The tone of his voice must have alerted Ford, whose smile faded. “Sir? You don’t think they’ll strike the eastern wall?”
“Oh, that’s exactly where they’ll attack. Take a look down there.”
Peering through the smoky haze from hundreds of workmen’s torches, Ford said, “I can’t…” His voice trailed off, and he sucked his breath in. “I can see the channel!”
“Yep. What we have, Lieutenant, is a mile long wide open access to the Citadel. And there are two more sections of the wall at least as bad as this.”
Ford’s eyes widened in alarm. “What happened?”
“Another classic case of Murphy’s Law.” John kicked at a loose stone, irritated with himself for not having checked the wall earlier. He could not recall seeing any major breaches when he’d flown over the Citadel, but then it had been difficult to distinguish between the jumbled black rock of the buildings and the surrounding fortifications. Although he had anticipated some damage, it was not until seeing it from ground level that he had understood the extent.
The Lieutenant offered a weak facsimile of his previous grin. “Guess it’s not just the Marines they warn about that law, huh, sir?”
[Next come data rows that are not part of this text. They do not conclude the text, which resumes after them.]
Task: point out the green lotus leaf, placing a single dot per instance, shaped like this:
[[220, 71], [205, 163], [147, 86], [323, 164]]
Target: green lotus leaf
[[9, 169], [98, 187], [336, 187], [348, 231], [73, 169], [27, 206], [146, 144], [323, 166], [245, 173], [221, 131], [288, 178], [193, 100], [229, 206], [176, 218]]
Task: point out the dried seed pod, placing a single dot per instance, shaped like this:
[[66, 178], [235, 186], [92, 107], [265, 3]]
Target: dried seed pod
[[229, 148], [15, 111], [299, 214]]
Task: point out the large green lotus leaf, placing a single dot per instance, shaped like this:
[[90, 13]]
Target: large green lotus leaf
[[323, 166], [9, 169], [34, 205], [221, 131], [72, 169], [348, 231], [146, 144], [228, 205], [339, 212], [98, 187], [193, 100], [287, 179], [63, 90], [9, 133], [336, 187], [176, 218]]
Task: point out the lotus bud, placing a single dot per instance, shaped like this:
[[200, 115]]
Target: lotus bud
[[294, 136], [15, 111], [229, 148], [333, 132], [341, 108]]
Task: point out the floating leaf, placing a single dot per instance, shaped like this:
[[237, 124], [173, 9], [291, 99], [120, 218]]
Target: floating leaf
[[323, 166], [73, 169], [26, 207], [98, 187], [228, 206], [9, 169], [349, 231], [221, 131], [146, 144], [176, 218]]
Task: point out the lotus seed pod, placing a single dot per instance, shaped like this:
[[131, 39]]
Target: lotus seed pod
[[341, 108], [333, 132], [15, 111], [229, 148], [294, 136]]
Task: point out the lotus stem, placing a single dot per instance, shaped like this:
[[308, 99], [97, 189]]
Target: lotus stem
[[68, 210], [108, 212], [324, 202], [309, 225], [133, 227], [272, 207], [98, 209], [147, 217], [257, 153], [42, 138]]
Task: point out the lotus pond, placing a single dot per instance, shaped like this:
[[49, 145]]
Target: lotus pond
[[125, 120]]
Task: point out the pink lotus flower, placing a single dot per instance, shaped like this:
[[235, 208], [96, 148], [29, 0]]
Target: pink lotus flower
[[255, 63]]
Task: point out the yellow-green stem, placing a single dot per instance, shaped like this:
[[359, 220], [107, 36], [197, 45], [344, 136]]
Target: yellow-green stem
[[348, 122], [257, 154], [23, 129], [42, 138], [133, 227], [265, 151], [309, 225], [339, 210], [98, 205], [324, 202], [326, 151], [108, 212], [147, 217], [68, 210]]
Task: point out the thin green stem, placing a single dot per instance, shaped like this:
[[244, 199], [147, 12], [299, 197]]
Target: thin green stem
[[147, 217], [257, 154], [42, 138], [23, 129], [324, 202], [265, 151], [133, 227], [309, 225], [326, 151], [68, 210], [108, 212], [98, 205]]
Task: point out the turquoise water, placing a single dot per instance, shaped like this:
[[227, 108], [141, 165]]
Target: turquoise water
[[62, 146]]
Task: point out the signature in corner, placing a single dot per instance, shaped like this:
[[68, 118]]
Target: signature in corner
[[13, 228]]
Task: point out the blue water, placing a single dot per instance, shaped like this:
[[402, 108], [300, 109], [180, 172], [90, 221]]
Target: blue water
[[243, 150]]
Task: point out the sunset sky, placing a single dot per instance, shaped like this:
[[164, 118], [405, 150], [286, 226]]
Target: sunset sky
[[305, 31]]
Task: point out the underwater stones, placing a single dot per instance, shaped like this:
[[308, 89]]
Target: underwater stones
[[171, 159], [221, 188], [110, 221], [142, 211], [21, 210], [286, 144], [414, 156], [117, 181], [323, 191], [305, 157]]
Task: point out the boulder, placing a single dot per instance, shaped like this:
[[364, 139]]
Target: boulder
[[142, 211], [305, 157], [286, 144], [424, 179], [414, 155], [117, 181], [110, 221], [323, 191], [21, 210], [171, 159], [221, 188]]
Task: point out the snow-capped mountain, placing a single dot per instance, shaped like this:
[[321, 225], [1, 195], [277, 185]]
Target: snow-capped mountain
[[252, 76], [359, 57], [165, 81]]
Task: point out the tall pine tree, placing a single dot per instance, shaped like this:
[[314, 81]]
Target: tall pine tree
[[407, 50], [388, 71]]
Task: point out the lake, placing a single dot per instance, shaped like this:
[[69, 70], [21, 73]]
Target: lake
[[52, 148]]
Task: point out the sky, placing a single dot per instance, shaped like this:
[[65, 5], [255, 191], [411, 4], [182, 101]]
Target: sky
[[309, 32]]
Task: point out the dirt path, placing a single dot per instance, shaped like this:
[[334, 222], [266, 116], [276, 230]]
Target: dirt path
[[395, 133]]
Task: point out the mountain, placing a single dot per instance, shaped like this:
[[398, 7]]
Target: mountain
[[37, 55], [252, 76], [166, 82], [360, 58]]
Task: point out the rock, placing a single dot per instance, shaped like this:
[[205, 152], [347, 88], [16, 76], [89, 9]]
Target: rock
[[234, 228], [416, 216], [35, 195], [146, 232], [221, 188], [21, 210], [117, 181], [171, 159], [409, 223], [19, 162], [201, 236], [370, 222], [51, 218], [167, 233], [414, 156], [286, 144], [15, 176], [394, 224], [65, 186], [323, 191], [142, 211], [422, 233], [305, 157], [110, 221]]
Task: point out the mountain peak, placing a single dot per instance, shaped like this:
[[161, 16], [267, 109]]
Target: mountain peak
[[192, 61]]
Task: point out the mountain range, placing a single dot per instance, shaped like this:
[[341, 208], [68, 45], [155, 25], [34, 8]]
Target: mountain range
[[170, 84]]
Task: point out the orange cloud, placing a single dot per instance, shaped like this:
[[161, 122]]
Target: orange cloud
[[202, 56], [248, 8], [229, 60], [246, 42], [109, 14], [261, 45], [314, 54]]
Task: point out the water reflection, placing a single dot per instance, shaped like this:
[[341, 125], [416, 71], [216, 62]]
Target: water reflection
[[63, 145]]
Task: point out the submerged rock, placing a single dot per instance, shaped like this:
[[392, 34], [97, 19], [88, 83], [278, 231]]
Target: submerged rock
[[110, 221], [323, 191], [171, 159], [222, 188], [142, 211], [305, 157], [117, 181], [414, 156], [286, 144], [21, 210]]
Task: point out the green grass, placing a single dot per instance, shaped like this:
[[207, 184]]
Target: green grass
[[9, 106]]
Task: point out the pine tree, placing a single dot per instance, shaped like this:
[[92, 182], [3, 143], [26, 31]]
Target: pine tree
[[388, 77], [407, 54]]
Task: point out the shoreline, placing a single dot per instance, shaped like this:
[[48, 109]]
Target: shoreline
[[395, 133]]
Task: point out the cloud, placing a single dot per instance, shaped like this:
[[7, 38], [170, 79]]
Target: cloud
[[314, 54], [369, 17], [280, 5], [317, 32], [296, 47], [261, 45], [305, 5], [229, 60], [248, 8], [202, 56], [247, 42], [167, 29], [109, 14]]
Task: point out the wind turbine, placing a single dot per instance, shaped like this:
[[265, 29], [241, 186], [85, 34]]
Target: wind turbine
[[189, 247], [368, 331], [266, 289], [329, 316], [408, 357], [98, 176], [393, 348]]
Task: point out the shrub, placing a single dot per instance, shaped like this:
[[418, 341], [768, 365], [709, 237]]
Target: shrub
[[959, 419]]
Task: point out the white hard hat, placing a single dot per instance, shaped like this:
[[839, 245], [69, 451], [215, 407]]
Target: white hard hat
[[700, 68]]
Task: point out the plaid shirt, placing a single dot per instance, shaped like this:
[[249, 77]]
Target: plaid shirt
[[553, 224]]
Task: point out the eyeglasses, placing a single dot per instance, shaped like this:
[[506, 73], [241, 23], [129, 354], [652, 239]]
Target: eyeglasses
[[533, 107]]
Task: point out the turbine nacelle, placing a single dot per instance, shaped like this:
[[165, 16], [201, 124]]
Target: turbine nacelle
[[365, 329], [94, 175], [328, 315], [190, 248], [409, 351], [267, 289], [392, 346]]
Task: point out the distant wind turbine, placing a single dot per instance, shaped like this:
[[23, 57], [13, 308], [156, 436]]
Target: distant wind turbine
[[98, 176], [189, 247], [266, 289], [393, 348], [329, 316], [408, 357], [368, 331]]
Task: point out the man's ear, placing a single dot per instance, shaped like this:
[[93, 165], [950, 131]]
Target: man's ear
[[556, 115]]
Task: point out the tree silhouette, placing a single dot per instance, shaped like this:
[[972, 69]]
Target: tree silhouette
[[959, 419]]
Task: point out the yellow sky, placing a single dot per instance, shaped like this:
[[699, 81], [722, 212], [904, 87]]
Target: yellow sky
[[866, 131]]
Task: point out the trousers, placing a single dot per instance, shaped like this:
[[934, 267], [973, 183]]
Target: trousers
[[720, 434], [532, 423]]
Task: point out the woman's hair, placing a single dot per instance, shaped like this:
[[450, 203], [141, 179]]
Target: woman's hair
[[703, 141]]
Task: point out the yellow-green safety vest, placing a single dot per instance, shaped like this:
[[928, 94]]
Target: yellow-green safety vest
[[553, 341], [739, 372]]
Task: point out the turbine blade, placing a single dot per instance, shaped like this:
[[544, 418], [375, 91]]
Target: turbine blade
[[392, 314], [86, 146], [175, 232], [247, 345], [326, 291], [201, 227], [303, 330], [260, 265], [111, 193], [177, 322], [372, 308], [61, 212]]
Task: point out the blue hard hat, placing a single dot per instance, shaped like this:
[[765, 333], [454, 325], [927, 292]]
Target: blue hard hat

“Murphy was an Air Force captain.”
“Really?”
“I kid you not.” John gestured toward the scene below. “In terms of the Citadel, this is kind of the wrong side of the tracks. The area’s been neglected for years, probably centuries. The Dalerans have been looting the fortifications for building materials. That’s why Kesun gave an order for the engineers and warriors to rebuild this wall, which isn’t something we can finish in the—” He glanced at his watch to check the countdown. “Two hours we have left until dawn. So unless our resident genius pulls off a minor miracle, we’re in trouble.”